Downtempo glitch-funk hip-hop and illbient breaks all rolled up into one massive smorgasbord.
A blistering and baffling album from start to finish
Downtempo glitch-funk hip-hop and illbient breaks all rolled up into one massive smorgasbord, Laconic Impression displays a baffling mixture of roughened electronics, its audible grit buried in ancient mud deposits. And yet as Epidemy unfolds, sandblasted industrial noises emerge—just have a listen to the clanging beauty and rugged moods of “Ill Nation” or “Death Axiom” as prime examples. The broken rhythms that spill over are filled with rhythmic blips’n bleeps (“Deadly Sunset” and “Substrvct II”), where low-end wobbling maneuver through crunchy Gescom-infused sound fields is enough to have us itching for more.
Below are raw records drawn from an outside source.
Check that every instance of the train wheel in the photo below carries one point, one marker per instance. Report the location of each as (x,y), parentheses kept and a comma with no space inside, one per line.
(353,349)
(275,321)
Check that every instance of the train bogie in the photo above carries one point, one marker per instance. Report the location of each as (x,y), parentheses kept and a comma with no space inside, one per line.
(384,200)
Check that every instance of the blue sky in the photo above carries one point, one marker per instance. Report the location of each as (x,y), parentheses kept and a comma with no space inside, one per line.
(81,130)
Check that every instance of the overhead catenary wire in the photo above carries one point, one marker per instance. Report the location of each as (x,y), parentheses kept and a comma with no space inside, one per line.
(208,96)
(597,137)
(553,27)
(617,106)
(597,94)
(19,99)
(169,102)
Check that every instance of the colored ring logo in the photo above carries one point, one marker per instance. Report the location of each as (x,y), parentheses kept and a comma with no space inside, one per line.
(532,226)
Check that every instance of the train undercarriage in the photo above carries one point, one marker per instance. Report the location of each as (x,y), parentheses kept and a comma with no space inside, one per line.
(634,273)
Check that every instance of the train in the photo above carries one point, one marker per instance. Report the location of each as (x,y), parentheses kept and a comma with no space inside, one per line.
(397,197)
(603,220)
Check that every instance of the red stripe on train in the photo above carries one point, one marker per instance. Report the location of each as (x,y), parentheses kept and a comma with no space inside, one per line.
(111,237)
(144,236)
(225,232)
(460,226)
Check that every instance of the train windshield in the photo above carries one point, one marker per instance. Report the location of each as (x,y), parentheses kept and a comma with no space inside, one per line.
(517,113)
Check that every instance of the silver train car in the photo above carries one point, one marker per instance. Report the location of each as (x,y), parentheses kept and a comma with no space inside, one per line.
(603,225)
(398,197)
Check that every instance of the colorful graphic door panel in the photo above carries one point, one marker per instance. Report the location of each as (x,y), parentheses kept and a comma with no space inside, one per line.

As these 11 tracks shift into darker gears (“The Labyrinth of Mind”), it goes without question that Andrew Clam (aka Laconic Impression) is in true form when it comes to abstracted and dilapidated breaks (think of late 90s-era Witchman). The fidgety beatwork of “Phat Disbalance” rumbles via far-off echoes, dithered melodic strands, and fractured pulses as if to signal that there is some kind of semblance of order in these scattered, skittering tunes. Elements of distracted breakcore are peppered throughout (ref. “Phat Disbalance 2” and “Uper”) as the closing piece delivers clip-hop rhythmic shadows, not unlike The Fear Ratio or early-era Machine Drum. A blistering and baffling album from start to finish.